The discrepancy is of the interests of a company vs the interests of the majority.
The thought I have in the back of my head is that for thousands of years lots of information was written down, but not any more. What happens if digital storage is affected/destroyed for what ever reason...
Back to the stone age?
What a treasure and a curse it would be. We would drown in our past.
Though I think with AI it would be a blessing. So much to learn from.
Might be worth turning it into a per page browser extension...
I think this is referred to as "Evergreen Content", and is encouraged by marketing/SEO companies.
No. I too have observed this. It's another dark pattern driven by SEO. In the internal page ranking algorithm I apply to web content lack of dates is an important factor.
Most web content falls under this category: ephemeral junk. It's irresponsible to use the web for meaningful research purposes. For most technical questions, go to manuals, and for most humanistic questions, hit the books. The web can be a means to inform research, but the majority of material is basically "39 weird teeth whitening tricks the dentists don't want you to know."
YouTube is especially bad.
I had never actually experience so blatantly Google hiding information from me, my search terms were very clear, evidenced by bing's results. But honestly just that one experience is enough for me to never trust Google again.
- I open the popup for the 'SEOInfo' firefox plugin which displays metadata from the page (JSON-LD, microdata, and a catch-all "other meta" field often show created/modified timestamps for the current page)
- A page may give a date but if the page has a whiff of marketing vibe about it and that date is very recent and not in the url I am immediately suspicious of the date it gives.
- I click over to archive sites (Internet Archive/wayback machine, archive.today). I'll often bookmark a good early capture from one of these next to the actual page for the sole reason that the capture has some semblance of a date, even if it's not close to the actual published date. I want that simply because I like to order links by date and so I need some date to use for that.

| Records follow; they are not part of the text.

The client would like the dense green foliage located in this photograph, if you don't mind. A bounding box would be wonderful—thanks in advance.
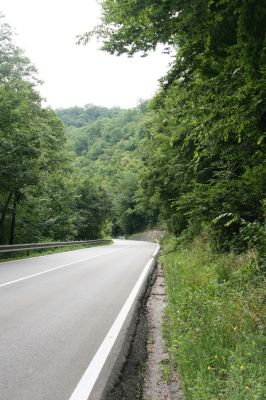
[87,0,266,254]
[162,234,265,399]
[2,0,265,250]
[57,104,153,235]
[56,104,120,128]
[0,15,154,245]
[0,17,111,244]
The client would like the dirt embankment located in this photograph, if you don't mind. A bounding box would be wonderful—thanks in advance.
[129,230,165,243]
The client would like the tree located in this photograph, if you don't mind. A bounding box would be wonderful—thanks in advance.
[0,16,74,244]
[73,177,111,239]
[83,0,266,249]
[60,104,151,236]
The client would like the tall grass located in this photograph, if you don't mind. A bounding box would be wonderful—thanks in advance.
[161,234,265,399]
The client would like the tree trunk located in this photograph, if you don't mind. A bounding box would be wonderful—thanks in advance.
[0,191,13,244]
[9,194,17,245]
[0,216,5,245]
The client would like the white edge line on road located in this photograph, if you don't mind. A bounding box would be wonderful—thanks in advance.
[0,249,121,288]
[68,244,160,400]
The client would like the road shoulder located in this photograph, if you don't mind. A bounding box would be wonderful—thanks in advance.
[143,264,183,400]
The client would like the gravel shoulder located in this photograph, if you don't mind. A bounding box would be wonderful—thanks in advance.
[143,264,183,400]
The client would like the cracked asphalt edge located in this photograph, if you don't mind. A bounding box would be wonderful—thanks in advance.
[89,253,183,400]
[89,255,157,400]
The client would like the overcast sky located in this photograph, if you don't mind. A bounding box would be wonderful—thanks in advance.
[0,0,172,109]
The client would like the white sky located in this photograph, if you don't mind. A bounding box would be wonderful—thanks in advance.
[0,0,172,109]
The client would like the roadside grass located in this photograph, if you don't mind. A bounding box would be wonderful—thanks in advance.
[0,241,112,263]
[161,234,265,399]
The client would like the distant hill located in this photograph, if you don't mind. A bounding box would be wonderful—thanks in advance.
[55,104,121,128]
[56,102,154,235]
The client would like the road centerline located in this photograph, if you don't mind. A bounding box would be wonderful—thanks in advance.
[0,248,122,288]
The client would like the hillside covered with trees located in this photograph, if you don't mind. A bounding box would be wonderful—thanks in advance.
[56,103,155,236]
[82,0,266,254]
[0,17,113,244]
[0,16,152,246]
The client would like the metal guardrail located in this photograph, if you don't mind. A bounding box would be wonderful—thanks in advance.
[0,239,112,253]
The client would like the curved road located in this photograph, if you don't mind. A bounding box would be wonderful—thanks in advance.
[0,239,158,400]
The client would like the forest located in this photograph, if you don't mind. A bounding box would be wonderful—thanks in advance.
[1,1,265,250]
[0,15,146,244]
[80,0,265,255]
[56,103,153,236]
[0,1,265,398]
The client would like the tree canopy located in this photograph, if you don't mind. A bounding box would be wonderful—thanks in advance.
[57,103,152,236]
[0,17,111,244]
[1,1,265,254]
[80,0,266,252]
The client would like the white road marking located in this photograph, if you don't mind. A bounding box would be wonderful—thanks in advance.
[68,244,160,400]
[0,248,121,288]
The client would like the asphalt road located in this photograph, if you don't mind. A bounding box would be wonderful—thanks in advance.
[0,239,157,400]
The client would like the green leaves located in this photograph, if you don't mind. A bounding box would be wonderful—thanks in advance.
[79,0,181,55]
[0,16,75,244]
[93,0,266,249]
[59,104,151,236]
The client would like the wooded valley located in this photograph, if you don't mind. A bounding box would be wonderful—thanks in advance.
[0,16,147,244]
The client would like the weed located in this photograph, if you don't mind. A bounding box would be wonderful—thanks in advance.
[161,234,266,399]
[161,358,171,382]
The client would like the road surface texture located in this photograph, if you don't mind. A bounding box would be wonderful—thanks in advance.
[0,239,158,400]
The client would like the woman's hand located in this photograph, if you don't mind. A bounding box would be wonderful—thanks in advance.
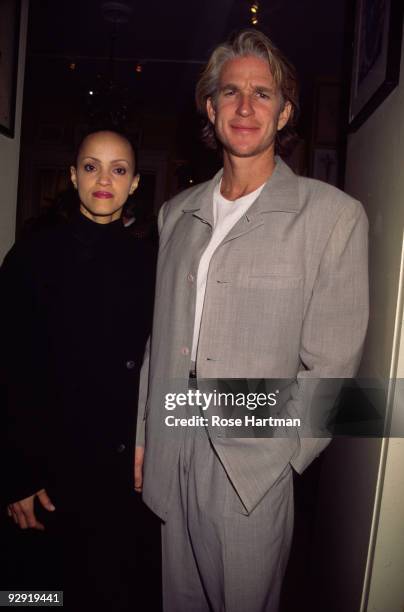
[7,489,55,530]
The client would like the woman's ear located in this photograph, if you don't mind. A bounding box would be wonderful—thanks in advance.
[129,173,140,195]
[70,166,78,189]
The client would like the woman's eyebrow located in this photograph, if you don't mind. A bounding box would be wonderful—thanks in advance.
[81,156,130,164]
[81,156,101,162]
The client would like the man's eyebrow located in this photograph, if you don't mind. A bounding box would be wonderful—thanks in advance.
[219,83,276,94]
[220,83,239,91]
[254,86,275,94]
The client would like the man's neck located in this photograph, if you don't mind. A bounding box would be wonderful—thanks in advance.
[221,149,276,201]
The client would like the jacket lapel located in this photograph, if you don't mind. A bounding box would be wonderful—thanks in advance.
[222,158,301,244]
[182,169,222,228]
[181,157,301,243]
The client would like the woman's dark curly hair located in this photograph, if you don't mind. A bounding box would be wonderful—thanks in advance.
[195,29,299,156]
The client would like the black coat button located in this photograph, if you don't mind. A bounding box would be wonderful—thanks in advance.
[116,443,126,454]
[126,360,136,370]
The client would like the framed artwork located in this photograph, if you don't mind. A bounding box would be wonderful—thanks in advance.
[313,81,341,146]
[349,0,403,131]
[0,0,21,138]
[284,138,308,176]
[312,148,339,187]
[39,124,66,145]
[36,166,70,212]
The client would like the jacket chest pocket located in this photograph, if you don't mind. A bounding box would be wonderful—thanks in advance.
[231,260,303,289]
[246,272,303,290]
[226,272,304,327]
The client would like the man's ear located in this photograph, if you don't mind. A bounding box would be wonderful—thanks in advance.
[206,97,216,124]
[277,100,292,131]
[70,166,78,189]
[129,173,140,195]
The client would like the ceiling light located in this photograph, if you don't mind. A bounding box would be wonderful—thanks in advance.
[102,2,132,24]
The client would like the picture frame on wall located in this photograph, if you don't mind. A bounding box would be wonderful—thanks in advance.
[0,0,21,138]
[313,81,341,146]
[349,0,404,131]
[312,148,339,187]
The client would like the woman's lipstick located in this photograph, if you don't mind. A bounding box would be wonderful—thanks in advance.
[92,191,113,199]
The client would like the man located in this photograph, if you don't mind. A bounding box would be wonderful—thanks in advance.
[135,30,369,611]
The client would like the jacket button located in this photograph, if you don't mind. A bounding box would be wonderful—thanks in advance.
[116,443,126,453]
[126,360,136,370]
[181,346,189,356]
[187,273,195,283]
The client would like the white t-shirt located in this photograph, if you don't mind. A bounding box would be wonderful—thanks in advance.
[191,179,265,361]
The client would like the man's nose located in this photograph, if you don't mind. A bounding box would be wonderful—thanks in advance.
[236,93,254,117]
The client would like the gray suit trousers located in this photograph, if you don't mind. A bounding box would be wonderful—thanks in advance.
[162,416,294,612]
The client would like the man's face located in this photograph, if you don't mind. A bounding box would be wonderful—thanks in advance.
[70,131,139,223]
[206,55,291,159]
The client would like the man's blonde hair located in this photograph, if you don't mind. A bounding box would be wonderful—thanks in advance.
[195,29,299,155]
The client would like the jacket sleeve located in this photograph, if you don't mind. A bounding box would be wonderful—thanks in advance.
[0,245,50,504]
[135,202,168,448]
[135,337,150,447]
[288,198,369,473]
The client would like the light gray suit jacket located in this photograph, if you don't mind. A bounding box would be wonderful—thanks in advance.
[137,158,369,519]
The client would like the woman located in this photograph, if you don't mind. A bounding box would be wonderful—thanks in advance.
[1,130,161,611]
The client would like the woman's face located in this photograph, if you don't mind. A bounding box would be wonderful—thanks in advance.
[70,131,139,224]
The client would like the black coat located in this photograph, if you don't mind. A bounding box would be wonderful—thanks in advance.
[1,212,161,610]
[1,212,156,508]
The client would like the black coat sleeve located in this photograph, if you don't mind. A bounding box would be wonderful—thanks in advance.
[0,244,50,504]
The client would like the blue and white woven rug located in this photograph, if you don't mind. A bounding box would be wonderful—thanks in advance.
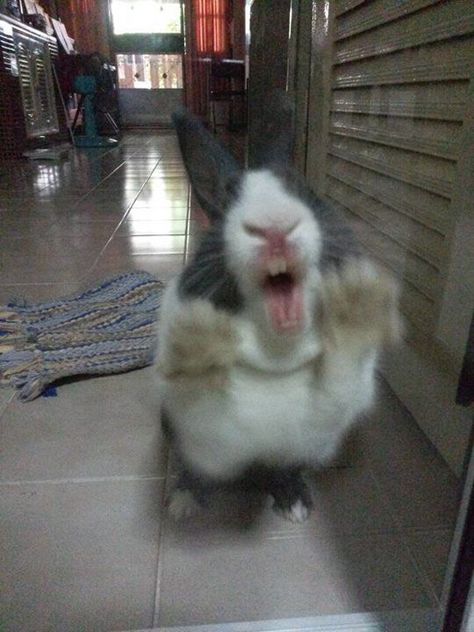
[0,271,165,402]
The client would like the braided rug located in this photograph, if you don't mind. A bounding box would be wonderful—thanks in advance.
[0,271,165,402]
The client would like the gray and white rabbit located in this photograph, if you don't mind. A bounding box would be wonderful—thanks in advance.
[157,108,400,523]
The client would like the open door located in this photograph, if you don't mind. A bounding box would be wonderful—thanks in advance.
[109,0,184,127]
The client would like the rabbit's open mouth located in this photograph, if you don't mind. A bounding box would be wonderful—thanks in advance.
[262,260,304,333]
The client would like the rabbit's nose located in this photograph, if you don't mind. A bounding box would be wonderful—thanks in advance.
[243,220,300,245]
[260,229,288,255]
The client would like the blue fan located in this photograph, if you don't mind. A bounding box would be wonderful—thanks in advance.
[72,76,119,148]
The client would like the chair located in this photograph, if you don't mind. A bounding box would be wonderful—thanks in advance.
[208,59,246,132]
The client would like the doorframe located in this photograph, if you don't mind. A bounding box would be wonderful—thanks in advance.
[105,0,185,128]
[442,428,474,631]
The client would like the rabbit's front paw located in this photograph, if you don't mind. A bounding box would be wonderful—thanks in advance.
[320,259,401,348]
[159,299,238,379]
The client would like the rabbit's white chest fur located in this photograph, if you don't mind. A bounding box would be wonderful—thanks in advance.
[158,281,377,480]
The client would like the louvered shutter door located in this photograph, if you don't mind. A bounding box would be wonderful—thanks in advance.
[302,0,474,474]
[322,0,474,338]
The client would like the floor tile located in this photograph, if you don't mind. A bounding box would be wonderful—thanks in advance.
[79,190,137,206]
[0,368,166,481]
[132,192,188,208]
[0,197,82,214]
[157,528,434,627]
[104,234,187,256]
[88,253,183,285]
[0,235,107,283]
[0,388,13,417]
[165,465,396,541]
[0,282,79,306]
[116,218,188,236]
[405,528,453,599]
[126,205,188,220]
[148,170,187,179]
[0,478,163,632]
[141,180,189,191]
[0,218,117,239]
[362,380,461,530]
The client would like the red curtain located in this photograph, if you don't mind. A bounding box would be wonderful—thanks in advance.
[195,0,230,56]
[183,0,231,119]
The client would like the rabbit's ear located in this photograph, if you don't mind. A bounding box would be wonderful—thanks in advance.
[249,90,295,169]
[172,108,241,222]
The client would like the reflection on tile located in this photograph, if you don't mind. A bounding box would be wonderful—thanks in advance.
[0,368,165,481]
[133,199,189,212]
[141,181,189,192]
[149,170,187,179]
[116,218,188,236]
[0,479,163,632]
[72,200,134,220]
[126,206,188,220]
[104,235,187,256]
[80,190,137,205]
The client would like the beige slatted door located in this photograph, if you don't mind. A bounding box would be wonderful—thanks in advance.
[304,0,474,475]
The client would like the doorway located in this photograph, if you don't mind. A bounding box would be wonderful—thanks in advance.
[109,0,184,127]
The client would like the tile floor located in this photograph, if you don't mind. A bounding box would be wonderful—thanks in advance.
[0,133,461,631]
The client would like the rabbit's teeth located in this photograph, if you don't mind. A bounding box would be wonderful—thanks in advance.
[268,257,287,276]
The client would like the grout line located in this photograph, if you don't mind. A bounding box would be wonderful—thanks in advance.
[183,182,192,265]
[0,474,166,486]
[67,161,128,209]
[82,158,165,281]
[66,136,160,211]
[84,151,188,280]
[152,446,172,628]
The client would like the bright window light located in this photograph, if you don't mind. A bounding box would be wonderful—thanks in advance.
[111,0,181,35]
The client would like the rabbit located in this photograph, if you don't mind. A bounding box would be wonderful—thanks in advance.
[157,106,401,523]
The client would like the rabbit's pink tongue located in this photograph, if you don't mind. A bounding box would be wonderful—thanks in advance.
[264,276,304,332]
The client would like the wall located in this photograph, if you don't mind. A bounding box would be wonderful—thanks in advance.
[118,88,183,126]
[232,0,245,59]
[58,0,111,58]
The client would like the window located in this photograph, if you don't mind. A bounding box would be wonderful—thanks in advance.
[111,0,181,35]
[195,0,229,56]
[116,53,183,89]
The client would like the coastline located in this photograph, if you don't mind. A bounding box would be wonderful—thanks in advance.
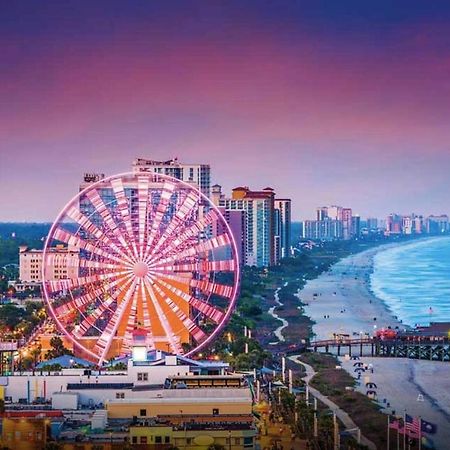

- Academic papers are especially frustrating here. Some have a date prominently in the pdf but most don't. This is apparently an artifact of a process whereby papers often simply don't have a definitive date. The authors worked on it over the course of a year or more, so many differing versions are floating around. For these I google the title and can often get an arxiv preprint page with a submission date, or journal publications with a submission date (though these often only give a month or a year).
- There is a lot of good stuff on a stackoverflow page but what's the "date" of that page? A question could have been asked a decade ago and have answers running from that day to today. I really like the wayback machine for these. I can start with an early version of the page and click forward through time, bookmarking when I stop. Then if I pick it up again later, I can resume from the bookmark and continue forward through time from there.
- Quora pages are especially frustrating because they won't give the date the question was asked; just the answers. And you can't do the wayback machine thing I described above for stackoverflow because Quora has blocked internet archive. For these reasons I dread trying to do anything with quora pages.
What I'd really wish for is some way browsers can get create/modify dates for any page, so the user doesn't need to hunt for it and plugins can do stuff with it. For example I'd love a plugin that could order the tabs in a window by, say, modification date. The workflow I have in mind is: open search results into tabs. Make the browser order the tabs by date for you without manual labor. Then you can read through your search results in chronological order. Save the set. Restore it a week or a year later. Click "reorder" again to account for pages that have received updates. Now your tabs are in chronological order again. I would gladly pay for this capability!
The company would take a bunch of arbitrary content and do minimal presentation for it, and host it, forever.
Basically 'hands off archiving'. I'll bet a lot of companies would be interested in this.